Hashstore - file fragmentation?

karsten · January 1, 2026, 3:25pm

Hej,

If I understood the concept correctly, hashstore uses container files to store the customer data. Those files can be up to 1 GB in size. Is there any mechanism to avoid fragmentation when inflating/deflating files? Wouldn’t it be better to create 1GB files upfront to fill them later?

Regards

Roxor · January 1, 2026, 3:35pm

Hashstore files are tracked to know how much data has been deleted from them… and once the percentage is high enough they get compacted/rewritten. So I believe fragmentation is managed by having those compaction events… as a chance to rewrite large slabs of active data sequentially.
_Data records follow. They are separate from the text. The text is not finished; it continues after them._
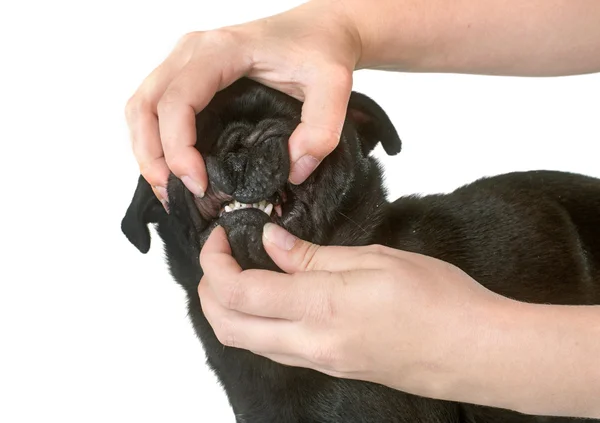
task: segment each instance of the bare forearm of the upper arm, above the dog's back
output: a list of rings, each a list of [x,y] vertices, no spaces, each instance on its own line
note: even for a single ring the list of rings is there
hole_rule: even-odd
[[[600,71],[598,0],[341,0],[357,68],[554,76]]]

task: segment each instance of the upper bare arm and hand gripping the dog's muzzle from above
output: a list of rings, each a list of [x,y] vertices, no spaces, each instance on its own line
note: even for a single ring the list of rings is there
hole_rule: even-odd
[[[248,76],[304,101],[290,138],[303,182],[339,141],[355,69],[494,75],[600,70],[597,0],[312,0],[252,22],[186,34],[126,115],[140,171],[166,202],[169,172],[202,196],[194,117]]]

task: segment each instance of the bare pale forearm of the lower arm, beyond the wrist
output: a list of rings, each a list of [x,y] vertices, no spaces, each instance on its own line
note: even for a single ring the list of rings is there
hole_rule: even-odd
[[[600,306],[500,303],[455,352],[460,359],[442,395],[526,414],[600,418]]]

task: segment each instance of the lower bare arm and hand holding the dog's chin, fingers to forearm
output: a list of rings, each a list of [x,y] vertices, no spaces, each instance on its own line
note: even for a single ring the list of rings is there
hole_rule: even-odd
[[[202,250],[202,308],[225,345],[430,398],[600,418],[599,306],[514,301],[380,246],[320,247],[276,226],[263,241],[287,274],[242,272],[220,228]]]

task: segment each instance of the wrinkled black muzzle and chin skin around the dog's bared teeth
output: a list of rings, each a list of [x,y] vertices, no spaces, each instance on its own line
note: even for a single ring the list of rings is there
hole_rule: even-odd
[[[242,268],[277,270],[262,245],[262,229],[273,221],[300,213],[285,210],[282,216],[267,215],[258,208],[223,213],[224,205],[238,201],[252,204],[285,197],[290,171],[287,139],[289,121],[269,119],[257,125],[242,122],[227,126],[213,143],[205,162],[209,187],[203,198],[193,196],[175,176],[168,184],[170,208],[189,230],[190,243],[200,248],[215,228],[225,229],[234,258]],[[201,134],[198,134],[201,136]],[[200,138],[201,139],[201,138]]]

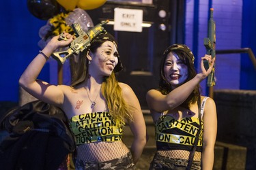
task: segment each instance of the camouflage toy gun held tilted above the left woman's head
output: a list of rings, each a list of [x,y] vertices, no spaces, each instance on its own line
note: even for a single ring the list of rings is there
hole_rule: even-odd
[[[68,57],[70,57],[73,53],[79,54],[79,52],[83,52],[83,50],[89,48],[91,46],[91,41],[97,37],[100,33],[106,32],[106,30],[102,27],[102,25],[109,22],[109,20],[104,20],[100,24],[97,24],[95,27],[89,29],[86,33],[81,29],[79,23],[74,23],[71,25],[74,33],[76,34],[76,39],[74,39],[70,48],[66,51],[54,52],[53,58],[57,60],[59,64],[62,64],[66,61]],[[66,40],[62,37],[62,34],[59,36],[59,40]]]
alpharabbit · January 1, 2026, 5:25pm

Then you need to allocate all space from the very beginning, unpaid of course.

Toyoo · January 1, 2026, 7:08pm

These files are written sequentially and never reused for new files. On compaction, a new container file is created and data is copied from the old one, then the old one is removed. Fragmentation should not be a problem on any modern file system/operating system.

snorkel · January 2, 2026, 7:15am

But you have to leave some free space on the drive, in order that the fs/os can play with those 1GB containers and allocate continuous space to each. I wonder how each fs manages a 90% filled drive on hashstore and if ext4 is still the king regarding fragmentation?
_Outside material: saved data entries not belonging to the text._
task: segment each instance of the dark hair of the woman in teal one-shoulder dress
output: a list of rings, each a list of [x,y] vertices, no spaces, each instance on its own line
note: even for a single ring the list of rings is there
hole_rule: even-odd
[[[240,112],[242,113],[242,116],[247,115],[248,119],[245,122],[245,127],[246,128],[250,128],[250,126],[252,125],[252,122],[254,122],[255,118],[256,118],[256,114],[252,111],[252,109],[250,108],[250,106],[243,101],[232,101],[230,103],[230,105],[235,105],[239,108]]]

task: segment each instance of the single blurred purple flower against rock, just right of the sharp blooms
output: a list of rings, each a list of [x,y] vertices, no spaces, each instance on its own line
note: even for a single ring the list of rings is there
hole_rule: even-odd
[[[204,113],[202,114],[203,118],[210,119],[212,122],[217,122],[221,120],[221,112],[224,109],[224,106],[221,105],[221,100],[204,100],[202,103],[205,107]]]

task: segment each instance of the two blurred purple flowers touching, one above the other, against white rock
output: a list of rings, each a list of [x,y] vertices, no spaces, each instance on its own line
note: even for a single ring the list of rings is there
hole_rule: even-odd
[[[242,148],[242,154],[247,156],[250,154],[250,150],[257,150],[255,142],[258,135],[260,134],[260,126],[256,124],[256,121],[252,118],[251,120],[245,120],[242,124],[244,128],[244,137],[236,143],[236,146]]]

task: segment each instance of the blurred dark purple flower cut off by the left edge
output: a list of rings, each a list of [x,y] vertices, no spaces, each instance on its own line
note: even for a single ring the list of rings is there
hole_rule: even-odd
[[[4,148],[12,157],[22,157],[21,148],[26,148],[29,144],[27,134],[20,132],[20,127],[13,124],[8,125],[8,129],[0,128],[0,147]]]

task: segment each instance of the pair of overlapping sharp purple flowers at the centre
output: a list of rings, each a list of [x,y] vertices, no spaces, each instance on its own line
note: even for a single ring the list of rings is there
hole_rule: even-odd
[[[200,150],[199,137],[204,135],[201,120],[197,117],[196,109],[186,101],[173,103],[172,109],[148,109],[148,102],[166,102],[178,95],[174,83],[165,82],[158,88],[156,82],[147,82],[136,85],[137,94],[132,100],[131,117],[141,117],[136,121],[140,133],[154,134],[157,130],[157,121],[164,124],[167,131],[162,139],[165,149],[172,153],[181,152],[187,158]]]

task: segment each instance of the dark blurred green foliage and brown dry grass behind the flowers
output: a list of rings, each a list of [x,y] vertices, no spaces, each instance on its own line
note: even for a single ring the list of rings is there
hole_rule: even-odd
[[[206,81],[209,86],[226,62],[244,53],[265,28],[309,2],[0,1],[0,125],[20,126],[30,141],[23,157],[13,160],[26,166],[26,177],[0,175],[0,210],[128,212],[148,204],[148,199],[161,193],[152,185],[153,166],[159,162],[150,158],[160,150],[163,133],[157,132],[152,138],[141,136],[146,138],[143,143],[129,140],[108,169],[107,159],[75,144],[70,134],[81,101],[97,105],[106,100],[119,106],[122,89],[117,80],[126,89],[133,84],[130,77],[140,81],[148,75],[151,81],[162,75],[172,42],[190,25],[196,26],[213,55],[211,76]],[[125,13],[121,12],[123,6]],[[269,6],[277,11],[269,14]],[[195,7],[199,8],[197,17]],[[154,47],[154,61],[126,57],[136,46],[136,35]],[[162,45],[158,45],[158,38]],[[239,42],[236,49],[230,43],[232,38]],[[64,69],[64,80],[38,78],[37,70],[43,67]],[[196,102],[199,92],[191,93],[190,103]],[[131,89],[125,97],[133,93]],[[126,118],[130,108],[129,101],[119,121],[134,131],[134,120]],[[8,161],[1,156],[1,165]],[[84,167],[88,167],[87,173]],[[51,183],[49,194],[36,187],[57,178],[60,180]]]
Toyoo · January 2, 2026, 3:22pm

Shouldn’t be difficult to make an experiment. Want to try?

snorkel · January 2, 2026, 7:41pm

Go for it…
I won’t.

Roxor · January 2, 2026, 7:48pm

I don’t remember caring about fragmentation since… maybe when 500GB HDDs were new?
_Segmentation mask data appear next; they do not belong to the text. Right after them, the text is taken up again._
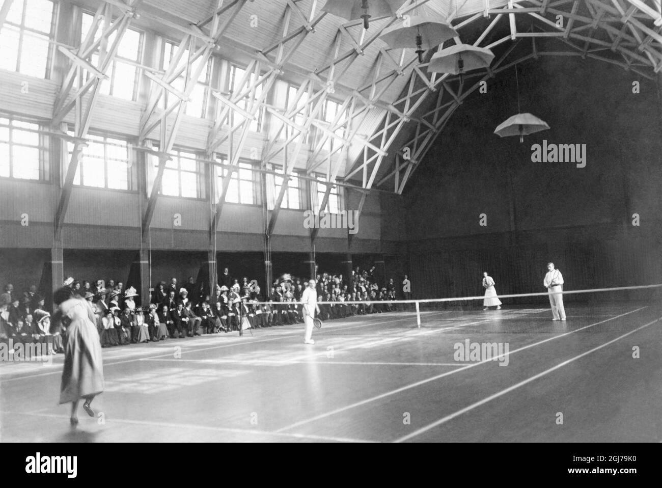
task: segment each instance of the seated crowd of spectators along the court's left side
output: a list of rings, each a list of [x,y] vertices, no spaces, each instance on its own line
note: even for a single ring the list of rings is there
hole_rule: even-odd
[[[193,277],[183,285],[173,277],[169,283],[158,283],[146,301],[140,301],[134,287],[124,287],[113,279],[91,282],[68,278],[64,286],[89,302],[101,346],[109,347],[303,323],[298,302],[305,283],[305,279],[284,274],[263,295],[257,281],[234,278],[225,268],[213,297],[203,296],[204,288]],[[402,283],[408,285],[406,276]],[[394,305],[387,301],[408,298],[407,286],[397,289],[392,278],[379,287],[374,266],[363,271],[356,268],[351,277],[318,274],[316,291],[322,320],[393,311]],[[52,352],[62,353],[66,330],[50,328],[50,318],[50,307],[36,286],[17,293],[13,285],[5,285],[0,294],[0,342],[46,342]]]

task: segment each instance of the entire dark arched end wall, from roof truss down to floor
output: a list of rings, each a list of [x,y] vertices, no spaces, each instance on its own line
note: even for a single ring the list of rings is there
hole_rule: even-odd
[[[513,69],[459,107],[404,192],[414,294],[481,293],[482,271],[499,293],[544,291],[550,260],[571,289],[662,281],[658,85],[574,58],[527,62],[518,79],[521,111],[549,130],[523,144],[493,134],[517,112]],[[586,167],[532,162],[543,140],[586,144]]]

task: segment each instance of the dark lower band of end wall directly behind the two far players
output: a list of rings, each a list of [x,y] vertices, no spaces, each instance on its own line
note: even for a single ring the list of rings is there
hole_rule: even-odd
[[[488,271],[501,295],[540,293],[545,291],[542,282],[549,261],[563,273],[565,291],[662,282],[659,248],[610,240],[414,253],[410,256],[412,292],[416,298],[482,295],[483,271]]]

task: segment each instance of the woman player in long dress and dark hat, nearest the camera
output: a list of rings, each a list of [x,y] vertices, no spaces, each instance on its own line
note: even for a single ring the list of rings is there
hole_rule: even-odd
[[[54,302],[58,311],[52,324],[55,326],[61,322],[67,330],[60,404],[71,403],[70,423],[76,426],[80,400],[85,399],[83,409],[87,415],[95,416],[90,404],[104,389],[101,340],[89,303],[73,297],[71,289],[56,291]]]

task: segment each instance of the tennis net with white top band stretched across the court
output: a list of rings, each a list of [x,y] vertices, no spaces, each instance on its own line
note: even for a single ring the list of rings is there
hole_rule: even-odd
[[[551,300],[556,312],[553,313]],[[559,307],[559,302],[563,308]],[[399,327],[455,328],[477,324],[476,330],[497,324],[495,330],[531,332],[549,330],[547,322],[557,317],[563,326],[581,327],[604,320],[604,328],[618,328],[624,323],[616,318],[646,311],[655,318],[662,315],[662,284],[615,287],[590,290],[563,291],[561,293],[520,293],[498,295],[495,299],[484,296],[449,297],[411,300],[318,300],[321,318],[331,326],[343,322],[370,322],[375,324],[397,322]],[[302,323],[303,303],[289,301],[244,300],[240,316],[252,328]],[[563,321],[565,315],[566,320]],[[556,322],[555,322],[556,323]],[[481,326],[482,324],[482,326]],[[556,324],[560,326],[561,324]],[[481,328],[482,327],[482,328]],[[595,330],[600,330],[600,327]]]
A node on a fragmented filesystem… is still so much faster than the average Internet connection it’s attached to - it’s not worth worrying about.

snorkel · January 2, 2026, 11:34pm

but is not faster than an unfragmented node, against which it competes.

Ambifacient · January 3, 2026, 6:43pm

iirc the piece need not be fsync’d to disk to win the race.

arrogantrabbit · January 3, 2026, 10:52pm

Average segment size is under 4k. Default allocation size on ext4 is 4k. Therefore, fragmentation is irrelevant, literally. On zfs situation is even better.

Stop worrying about fragmentation. It does not matter.